The catchment contains one National Park and three Areas of Outstanding Natural Beauty (AONBs) covering 66% of the catchment.

East Devon’s varied landscape provides ecologically important habitat, with:

  • 4 Special Areas of Conservation (SACs)
  • 1 Special Protected Area (SPA)
  • 1 National Nature Reserve (NNR) and
  • 29 Sites of Special Scientific Interest (SSSIs).

There are 103 river water bodies in the catchment as well as 4 lakes, 4 estuaries, 10 groundwater bodies and coastal waters to the south.

There are areas in the catchment where the benefits of the water environment is recognised and are designated as protected areas. These areas can be designated as protected for several reasons, whether they are important habitats, bathing waters or areas around drinking sources.

Our water and rivers

Rivers, groundwater and coastal waters in East Devon are used for drinking water, recreation and they should also support healthy fisheries and wildlife.

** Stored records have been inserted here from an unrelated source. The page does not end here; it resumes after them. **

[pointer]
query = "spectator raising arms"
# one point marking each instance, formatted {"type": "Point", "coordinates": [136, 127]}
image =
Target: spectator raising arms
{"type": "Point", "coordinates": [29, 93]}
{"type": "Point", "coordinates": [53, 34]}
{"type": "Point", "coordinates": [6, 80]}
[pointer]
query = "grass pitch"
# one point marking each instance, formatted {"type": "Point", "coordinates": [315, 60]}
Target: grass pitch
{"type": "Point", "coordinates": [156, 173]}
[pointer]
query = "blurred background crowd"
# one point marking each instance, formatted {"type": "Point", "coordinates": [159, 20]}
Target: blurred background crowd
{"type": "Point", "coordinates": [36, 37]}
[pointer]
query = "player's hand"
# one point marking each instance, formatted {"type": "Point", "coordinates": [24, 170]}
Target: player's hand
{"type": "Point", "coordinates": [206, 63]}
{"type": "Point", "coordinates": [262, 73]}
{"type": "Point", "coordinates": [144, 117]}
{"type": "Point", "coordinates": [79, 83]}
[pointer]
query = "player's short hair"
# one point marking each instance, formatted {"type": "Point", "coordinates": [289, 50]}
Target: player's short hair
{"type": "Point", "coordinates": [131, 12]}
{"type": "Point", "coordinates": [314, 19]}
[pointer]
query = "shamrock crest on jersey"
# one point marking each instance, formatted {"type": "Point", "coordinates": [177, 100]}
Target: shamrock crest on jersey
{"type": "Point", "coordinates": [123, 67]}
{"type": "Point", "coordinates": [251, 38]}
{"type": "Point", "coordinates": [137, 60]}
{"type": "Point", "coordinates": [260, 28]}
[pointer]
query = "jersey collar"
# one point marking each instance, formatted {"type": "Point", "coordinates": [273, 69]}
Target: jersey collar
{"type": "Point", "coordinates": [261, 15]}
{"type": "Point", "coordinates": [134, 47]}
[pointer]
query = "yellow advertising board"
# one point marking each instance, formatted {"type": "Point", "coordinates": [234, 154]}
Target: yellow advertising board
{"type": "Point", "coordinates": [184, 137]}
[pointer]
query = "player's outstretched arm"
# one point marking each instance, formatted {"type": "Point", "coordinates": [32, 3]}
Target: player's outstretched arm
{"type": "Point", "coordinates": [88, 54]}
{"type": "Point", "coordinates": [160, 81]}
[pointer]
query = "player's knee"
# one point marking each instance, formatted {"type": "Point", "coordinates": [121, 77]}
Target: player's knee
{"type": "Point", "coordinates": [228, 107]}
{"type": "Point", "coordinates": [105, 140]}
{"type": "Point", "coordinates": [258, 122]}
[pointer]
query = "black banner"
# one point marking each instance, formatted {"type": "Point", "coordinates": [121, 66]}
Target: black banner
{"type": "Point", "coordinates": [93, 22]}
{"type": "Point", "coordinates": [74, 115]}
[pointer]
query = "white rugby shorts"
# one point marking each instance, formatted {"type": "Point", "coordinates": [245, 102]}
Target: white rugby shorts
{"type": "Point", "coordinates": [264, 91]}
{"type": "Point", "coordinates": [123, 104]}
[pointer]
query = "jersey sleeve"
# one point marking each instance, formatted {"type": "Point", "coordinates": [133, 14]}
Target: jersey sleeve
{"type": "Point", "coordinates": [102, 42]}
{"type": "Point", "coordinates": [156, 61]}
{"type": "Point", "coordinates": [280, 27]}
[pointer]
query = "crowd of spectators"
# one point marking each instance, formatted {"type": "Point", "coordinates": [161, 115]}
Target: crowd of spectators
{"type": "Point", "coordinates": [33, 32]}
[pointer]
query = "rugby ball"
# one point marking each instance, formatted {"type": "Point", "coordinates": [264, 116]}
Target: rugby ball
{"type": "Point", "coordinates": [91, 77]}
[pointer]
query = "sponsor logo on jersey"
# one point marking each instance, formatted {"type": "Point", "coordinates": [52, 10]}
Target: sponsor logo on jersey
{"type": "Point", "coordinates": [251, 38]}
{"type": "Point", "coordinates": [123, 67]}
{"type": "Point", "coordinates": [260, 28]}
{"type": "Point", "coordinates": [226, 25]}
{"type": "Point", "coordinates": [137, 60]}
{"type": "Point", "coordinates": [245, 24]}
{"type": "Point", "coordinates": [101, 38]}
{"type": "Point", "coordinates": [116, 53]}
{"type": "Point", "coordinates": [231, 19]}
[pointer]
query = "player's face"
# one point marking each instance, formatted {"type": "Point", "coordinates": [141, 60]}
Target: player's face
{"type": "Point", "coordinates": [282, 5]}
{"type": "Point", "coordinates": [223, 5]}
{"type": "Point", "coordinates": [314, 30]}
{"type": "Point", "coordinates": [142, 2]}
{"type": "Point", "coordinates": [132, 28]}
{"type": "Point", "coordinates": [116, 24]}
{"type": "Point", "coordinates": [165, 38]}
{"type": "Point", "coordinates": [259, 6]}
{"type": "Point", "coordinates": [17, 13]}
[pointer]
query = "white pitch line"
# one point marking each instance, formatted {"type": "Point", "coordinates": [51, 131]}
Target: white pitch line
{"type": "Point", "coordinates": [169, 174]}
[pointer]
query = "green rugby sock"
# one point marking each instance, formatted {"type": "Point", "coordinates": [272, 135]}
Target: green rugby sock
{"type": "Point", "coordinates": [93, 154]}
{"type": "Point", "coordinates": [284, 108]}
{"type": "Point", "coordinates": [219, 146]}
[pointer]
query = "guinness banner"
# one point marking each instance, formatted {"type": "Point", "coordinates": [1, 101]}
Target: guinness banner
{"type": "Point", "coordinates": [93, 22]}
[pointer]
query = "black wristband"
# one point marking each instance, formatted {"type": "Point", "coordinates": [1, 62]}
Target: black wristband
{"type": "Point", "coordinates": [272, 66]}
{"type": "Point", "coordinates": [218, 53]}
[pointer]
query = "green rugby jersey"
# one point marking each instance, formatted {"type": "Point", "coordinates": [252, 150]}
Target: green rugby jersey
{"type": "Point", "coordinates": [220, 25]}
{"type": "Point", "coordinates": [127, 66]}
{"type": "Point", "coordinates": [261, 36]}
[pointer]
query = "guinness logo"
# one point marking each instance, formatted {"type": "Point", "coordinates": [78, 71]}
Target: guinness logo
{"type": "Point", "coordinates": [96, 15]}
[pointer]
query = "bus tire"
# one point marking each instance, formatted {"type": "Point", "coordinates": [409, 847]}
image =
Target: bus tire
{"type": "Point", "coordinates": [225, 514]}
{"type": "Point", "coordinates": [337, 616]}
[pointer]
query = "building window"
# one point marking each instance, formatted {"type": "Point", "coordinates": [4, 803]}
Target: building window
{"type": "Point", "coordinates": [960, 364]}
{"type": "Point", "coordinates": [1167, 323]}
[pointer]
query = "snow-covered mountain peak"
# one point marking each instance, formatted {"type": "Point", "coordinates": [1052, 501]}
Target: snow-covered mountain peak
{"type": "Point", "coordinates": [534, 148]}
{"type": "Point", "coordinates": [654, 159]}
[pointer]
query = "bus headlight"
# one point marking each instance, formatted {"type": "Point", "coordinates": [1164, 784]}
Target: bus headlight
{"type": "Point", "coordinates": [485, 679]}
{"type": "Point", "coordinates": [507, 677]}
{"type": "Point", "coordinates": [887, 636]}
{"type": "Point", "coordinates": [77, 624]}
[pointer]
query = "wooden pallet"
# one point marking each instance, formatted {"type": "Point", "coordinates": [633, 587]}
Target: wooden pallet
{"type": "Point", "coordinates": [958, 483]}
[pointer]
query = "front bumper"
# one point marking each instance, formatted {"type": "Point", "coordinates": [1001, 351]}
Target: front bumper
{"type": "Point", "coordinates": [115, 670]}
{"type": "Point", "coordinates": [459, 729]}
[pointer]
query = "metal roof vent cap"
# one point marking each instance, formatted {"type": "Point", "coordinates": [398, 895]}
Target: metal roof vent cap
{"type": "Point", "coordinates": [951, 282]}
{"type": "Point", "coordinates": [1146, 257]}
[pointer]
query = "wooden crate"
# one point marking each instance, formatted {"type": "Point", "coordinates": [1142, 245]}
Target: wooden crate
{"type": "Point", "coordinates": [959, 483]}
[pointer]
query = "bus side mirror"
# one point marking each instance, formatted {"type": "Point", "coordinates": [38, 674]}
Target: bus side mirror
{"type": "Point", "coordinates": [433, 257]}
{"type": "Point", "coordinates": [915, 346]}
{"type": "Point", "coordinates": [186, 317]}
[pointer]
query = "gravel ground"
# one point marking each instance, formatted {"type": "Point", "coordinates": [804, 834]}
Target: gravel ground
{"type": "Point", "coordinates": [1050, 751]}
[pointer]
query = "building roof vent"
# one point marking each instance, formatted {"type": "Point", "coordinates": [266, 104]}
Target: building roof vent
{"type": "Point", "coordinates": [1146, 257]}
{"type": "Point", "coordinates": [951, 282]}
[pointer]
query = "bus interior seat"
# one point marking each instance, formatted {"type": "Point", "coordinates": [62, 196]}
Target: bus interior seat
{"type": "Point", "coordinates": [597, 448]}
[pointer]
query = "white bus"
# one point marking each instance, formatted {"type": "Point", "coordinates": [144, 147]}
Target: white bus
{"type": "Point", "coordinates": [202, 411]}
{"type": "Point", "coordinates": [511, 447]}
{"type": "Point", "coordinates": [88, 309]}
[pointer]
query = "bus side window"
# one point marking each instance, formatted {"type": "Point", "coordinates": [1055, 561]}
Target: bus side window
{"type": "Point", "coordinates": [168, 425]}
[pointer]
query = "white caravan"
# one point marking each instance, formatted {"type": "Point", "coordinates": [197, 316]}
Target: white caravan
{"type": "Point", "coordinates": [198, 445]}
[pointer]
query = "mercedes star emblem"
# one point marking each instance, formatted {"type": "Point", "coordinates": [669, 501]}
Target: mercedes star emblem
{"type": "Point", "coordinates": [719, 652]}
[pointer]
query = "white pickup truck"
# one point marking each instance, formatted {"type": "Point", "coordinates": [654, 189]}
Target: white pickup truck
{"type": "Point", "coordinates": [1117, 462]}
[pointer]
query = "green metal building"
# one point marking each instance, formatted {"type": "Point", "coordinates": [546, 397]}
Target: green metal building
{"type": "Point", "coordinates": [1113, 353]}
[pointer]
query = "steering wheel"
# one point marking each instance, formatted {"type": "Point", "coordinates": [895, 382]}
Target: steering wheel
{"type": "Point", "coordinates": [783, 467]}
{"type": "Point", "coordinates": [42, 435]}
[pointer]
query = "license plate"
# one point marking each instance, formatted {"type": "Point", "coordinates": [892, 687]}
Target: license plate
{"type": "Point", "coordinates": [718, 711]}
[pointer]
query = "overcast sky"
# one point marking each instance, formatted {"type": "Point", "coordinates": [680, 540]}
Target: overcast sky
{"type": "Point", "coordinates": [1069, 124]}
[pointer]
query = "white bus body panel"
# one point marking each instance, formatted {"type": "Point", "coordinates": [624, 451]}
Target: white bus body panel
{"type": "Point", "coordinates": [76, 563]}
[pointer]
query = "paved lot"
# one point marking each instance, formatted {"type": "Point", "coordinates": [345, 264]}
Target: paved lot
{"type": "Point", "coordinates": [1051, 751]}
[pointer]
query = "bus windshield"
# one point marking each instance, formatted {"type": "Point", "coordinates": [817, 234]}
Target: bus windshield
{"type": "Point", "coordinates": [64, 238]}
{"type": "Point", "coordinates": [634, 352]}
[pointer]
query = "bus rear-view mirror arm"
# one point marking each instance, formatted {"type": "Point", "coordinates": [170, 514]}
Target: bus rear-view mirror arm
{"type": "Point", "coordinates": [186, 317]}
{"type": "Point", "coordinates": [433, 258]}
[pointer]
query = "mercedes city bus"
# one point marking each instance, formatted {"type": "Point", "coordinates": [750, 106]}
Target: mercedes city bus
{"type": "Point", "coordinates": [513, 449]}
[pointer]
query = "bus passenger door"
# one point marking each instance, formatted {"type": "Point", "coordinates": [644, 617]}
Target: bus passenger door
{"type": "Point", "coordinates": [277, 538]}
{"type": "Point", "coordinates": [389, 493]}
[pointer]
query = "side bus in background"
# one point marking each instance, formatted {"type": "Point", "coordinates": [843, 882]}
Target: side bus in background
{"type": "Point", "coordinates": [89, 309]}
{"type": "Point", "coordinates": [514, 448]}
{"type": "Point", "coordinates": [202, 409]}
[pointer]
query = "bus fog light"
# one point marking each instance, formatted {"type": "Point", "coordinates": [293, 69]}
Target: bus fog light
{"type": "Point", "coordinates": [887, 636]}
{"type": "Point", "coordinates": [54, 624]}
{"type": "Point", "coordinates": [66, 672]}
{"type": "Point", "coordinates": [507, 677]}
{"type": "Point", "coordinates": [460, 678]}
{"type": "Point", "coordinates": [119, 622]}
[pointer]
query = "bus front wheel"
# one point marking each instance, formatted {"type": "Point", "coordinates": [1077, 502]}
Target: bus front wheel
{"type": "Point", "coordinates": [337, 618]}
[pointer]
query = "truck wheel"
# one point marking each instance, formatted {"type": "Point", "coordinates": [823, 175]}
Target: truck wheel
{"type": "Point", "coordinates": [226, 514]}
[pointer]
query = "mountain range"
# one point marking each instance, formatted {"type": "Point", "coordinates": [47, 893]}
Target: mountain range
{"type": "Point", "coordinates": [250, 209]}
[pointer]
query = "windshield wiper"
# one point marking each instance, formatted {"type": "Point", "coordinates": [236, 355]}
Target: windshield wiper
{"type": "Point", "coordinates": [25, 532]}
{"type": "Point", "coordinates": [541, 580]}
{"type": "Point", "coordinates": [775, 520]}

There are a number of water problems affecting the Rivers Axe, Otter and Clyst mainly related to manures, slurry and soil entering the river.

There are also water quality problems related to sewage and runoff from urban areas. However, the pressure from manure and slurry from farming is greater.

The rivers Otter and Sid do not support a salmon population due to historical barriers affecting fish migration. The River Clyst is not a natural salmon river, however water quality is poor in this river affecting Water Framework Directive objectives to protect fish such as trout.

Our bathing waters

Coastal waters in East Devon meet Bathing Water Directive standards for bacteria. However, bathing waters at Budleigh Salterton and Seaton are subject to short term pollution.

This short term pollution is caused when heavy rainfall washes faecal material into the sea from livestock, sewage and urban drainage via rivers. These waters have had warnings advising against swimming in recent years.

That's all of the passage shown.